Abstract:The interest in dynamic vision sensor (DVS)-powered unmanned aerial vehicles (UAV) is raising, especially due to the microsecond-level reaction time of the bio-inspired event sensor, which increases robustness and reduces latency of the perception tasks compared to a RGB camera. This work presents ColibriUAV, a UAV platform with both frame-based and event-based cameras interfaces for efficient perception and near-sensor processing. The proposed platform is designed around Kraken, a novel low-power RISC-V System on Chip with two hardware accelerators targeting spiking neural networks and deep ternary neural networks.Kraken is capable of efficiently processing both event data from a DVS camera and frame data from an RGB camera. A key feature of Kraken is its integrated, dedicated interface with a DVS camera.

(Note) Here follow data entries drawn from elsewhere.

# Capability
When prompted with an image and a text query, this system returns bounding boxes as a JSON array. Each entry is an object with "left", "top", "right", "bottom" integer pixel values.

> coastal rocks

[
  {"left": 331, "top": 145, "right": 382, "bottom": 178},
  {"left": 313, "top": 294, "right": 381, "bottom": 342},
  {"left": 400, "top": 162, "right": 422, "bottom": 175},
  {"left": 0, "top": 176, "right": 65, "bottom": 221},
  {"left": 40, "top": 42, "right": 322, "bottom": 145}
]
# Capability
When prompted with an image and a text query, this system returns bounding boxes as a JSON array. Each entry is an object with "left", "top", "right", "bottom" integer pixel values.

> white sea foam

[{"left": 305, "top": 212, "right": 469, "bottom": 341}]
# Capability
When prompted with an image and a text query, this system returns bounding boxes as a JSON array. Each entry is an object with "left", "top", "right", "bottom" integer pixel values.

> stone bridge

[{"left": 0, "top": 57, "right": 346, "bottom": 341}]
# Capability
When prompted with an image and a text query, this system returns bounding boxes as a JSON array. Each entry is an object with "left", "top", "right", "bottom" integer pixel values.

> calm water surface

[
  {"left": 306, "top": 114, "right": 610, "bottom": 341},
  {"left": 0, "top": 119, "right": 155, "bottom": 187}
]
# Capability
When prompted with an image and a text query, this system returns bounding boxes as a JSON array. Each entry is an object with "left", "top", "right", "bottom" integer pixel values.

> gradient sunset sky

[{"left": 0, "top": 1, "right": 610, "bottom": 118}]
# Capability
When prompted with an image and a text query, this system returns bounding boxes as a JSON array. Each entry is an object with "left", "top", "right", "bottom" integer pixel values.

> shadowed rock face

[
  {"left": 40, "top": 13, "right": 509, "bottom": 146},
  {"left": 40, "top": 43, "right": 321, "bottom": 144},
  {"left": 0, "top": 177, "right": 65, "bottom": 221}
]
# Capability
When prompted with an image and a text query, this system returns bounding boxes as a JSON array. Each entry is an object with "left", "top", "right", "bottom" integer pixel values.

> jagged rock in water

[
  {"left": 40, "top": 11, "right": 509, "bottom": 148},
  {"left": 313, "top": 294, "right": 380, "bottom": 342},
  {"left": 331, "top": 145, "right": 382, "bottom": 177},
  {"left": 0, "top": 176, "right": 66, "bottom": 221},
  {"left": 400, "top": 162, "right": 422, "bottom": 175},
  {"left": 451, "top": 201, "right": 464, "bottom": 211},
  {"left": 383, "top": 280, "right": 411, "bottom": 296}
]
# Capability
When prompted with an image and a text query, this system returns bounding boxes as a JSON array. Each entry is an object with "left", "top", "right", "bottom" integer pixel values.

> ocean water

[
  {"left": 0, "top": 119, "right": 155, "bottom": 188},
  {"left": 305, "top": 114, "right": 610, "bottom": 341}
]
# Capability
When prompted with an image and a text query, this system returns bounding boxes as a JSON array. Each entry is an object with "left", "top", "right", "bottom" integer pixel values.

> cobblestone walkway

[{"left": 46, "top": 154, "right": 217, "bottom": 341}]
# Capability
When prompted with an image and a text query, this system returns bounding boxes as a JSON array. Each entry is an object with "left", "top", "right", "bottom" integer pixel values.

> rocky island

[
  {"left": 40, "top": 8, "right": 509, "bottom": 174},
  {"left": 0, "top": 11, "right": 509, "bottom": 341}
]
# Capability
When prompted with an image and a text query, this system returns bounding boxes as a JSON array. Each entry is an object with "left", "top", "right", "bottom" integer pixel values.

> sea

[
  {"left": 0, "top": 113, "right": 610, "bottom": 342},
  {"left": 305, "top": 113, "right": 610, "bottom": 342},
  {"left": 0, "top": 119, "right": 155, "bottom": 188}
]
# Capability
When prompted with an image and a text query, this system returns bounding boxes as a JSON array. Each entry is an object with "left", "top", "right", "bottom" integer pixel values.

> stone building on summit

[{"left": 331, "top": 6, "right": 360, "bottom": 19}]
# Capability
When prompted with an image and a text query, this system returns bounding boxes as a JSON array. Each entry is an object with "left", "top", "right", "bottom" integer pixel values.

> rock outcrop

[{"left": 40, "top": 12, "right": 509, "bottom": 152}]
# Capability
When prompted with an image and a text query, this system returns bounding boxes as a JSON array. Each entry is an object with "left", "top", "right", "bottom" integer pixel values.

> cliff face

This paper benchmarks the end-to-end latency and power efficiency of the neuromorphic and event-based UAV subsystem, demonstrating state-of-the-art event data with a throughput of 7200 frames of events per second and a power consumption of 10.7 \si{\milli\watt}, which is over 6.6 times faster and a hundred times less power-consuming than the widely-used data reading approach through the USB interface. The overall sensing and processing power consumption is below 50 mW, achieving latency in the milliseconds range, making the platform suitable for low-latency autonomous nano-drones as well.